TEMPO.CO, Jakarta - Mantan Direktur Utama PT Pelindo II RJ Lino mengklaim bahwa pembelian tiga unit Quay Container Crane yang dia lakukan menguntungkan negara. Menurut dia, penunjukkan langsung perusahaan penyedia justru lebih murah dibandingkan lelang.
"Bagian keuntungan mereka enggak hitung, crane yang saya beli penunjukkan langsung itu harganya lebih murah US$ 500 ribu daripada lelang 2012," kata dia di depan Gedung KPK, Jakarta, Senin, 29 Maret 2021.
Lino mengatakan penunjukkan langsung yang dilakukannya juga tidak melanggar peraturan pemerintah tentang pengadaan barang dan jasa milik negara. Dia mengatakan ada Surat Keputusan Menteri BUMN yang menyebut bahwa pengadaan alat pelabuhan dapat dilakukan dengan penunjukkan langsung. "Kalau lelang lebih dari dua kali bisa tunjuk langsung, saya sudah 9 kali lelang," kata dia.
Sebelumnya, KPK resmi menahan RJ Lino pada Jumat, 26 Maret 2021. Penahanan dilakukan setelah Lino menyandang status tersangka sejak 2015.
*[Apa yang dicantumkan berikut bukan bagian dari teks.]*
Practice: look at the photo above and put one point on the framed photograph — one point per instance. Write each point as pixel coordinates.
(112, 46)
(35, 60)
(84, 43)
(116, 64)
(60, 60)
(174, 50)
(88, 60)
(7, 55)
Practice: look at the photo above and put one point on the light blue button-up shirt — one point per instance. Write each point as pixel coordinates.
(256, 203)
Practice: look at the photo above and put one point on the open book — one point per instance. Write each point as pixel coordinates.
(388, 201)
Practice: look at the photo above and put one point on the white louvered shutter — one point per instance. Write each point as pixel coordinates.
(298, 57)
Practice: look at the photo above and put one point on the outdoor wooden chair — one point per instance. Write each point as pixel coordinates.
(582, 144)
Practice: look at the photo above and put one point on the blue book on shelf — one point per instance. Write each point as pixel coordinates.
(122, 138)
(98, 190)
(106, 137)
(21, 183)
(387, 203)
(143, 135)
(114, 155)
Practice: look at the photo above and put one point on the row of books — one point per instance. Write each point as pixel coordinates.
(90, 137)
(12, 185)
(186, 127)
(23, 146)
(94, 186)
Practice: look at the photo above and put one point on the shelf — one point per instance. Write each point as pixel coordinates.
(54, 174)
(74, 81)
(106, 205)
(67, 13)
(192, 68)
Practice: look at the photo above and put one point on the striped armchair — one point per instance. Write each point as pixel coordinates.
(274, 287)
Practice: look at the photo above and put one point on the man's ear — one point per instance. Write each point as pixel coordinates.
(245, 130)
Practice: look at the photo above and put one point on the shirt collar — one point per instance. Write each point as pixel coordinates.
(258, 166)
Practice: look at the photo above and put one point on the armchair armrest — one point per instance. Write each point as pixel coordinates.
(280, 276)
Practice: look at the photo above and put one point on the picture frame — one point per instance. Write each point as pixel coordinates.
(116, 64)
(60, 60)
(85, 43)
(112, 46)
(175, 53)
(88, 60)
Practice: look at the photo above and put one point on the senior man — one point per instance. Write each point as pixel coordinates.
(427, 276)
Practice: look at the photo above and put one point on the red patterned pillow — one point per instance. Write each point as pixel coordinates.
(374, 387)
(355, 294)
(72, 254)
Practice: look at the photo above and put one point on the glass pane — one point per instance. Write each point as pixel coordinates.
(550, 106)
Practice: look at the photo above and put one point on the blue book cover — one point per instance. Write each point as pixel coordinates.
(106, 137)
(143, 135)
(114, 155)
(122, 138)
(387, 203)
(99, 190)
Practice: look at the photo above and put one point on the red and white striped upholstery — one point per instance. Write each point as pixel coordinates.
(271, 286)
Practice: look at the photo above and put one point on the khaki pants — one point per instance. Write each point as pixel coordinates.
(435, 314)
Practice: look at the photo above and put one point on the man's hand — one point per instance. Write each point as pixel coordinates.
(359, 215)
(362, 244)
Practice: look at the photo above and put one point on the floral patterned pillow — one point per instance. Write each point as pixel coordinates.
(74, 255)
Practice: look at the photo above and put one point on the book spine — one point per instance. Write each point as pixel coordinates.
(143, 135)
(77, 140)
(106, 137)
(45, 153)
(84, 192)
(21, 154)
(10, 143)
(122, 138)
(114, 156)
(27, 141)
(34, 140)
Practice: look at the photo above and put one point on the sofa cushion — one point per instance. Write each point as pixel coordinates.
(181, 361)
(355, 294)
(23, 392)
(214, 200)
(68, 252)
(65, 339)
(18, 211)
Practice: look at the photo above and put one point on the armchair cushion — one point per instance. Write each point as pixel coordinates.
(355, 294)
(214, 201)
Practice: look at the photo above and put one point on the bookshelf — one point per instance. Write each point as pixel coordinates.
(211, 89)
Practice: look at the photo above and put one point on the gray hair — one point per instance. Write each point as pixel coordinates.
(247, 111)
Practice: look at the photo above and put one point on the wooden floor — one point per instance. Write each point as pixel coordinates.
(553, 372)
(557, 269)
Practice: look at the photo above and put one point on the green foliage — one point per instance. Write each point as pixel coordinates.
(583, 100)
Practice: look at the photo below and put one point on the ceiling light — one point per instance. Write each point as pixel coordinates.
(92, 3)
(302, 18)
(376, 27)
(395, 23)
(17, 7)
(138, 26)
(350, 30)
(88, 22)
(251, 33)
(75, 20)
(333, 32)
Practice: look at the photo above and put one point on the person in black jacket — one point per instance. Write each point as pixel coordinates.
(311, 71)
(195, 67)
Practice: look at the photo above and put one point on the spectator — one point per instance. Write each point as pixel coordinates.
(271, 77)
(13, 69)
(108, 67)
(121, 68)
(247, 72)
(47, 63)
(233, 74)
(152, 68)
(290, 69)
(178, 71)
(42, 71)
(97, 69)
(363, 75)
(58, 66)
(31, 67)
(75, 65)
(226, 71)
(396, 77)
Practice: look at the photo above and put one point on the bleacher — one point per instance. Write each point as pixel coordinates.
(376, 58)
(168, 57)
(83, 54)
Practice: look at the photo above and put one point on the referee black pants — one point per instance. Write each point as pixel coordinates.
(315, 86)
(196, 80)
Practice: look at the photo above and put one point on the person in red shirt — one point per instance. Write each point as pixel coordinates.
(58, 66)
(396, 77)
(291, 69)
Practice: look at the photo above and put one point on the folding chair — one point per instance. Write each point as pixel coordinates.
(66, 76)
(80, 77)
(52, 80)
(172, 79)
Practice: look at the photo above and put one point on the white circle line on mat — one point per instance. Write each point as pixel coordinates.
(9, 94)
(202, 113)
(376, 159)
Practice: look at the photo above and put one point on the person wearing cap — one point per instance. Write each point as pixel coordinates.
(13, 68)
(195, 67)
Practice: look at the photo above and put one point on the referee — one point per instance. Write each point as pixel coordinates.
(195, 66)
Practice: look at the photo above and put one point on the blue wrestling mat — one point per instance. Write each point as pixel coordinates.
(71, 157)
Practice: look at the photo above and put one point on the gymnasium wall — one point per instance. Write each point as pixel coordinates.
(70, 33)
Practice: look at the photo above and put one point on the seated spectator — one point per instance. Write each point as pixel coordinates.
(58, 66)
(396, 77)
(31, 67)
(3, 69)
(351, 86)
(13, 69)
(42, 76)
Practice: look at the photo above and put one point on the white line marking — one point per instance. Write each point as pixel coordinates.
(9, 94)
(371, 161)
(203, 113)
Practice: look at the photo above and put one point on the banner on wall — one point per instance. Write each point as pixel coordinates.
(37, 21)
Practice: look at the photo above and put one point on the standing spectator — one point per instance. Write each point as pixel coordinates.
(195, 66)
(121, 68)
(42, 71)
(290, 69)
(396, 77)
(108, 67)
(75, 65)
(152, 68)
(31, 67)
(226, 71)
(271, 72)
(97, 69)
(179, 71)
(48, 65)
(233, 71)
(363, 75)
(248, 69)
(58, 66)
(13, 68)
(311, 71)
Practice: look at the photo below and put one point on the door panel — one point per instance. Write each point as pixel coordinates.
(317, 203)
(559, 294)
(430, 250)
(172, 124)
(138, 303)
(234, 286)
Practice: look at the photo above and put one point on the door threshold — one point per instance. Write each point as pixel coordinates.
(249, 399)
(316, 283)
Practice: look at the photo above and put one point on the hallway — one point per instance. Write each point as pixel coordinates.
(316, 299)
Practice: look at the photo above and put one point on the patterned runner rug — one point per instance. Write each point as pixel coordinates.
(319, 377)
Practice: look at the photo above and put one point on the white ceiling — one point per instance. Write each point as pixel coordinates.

Baca: Ditahan KPK di Kasus Pelindo II, RJ Lino: Saya Senang Setelah 5 Tahun Menunggu
KPK menyangka Lino merugikan negara dalam pembelian QCC dari PT HDHM asal Cina. Penghitungan kerugian negara tidak dilakukan oleh Badan Pemeriksa Keuangan karena KPK gagal mendapatkan dokumen tentang harga crane dari perusahaan Cina tersebut.
KPK menggunakan ahli ITB untuk melakukan perhitungan. Menurut ahli ITB bahwa harga pokok produksi tiga crane tersebut hanya US$ 2,9 juta untuk QCC Palembang, US$ 3,3 juta untuk QCC Panjang, dan US$ 3,3 juta untuk Pontianak. Sementara harga kontrak seluruhnya yang dilakukan Pelindo II adalah US$ 15,5 juta atau rata-rata US$ 5 juta.
BPK hanya menghitung kerugian negara dari biaya pemeliharaan crane tersebut. Kerugian negara dari pemeliharaan crane di kasus RJ Lino ini adalah US$ 22,8 ribu.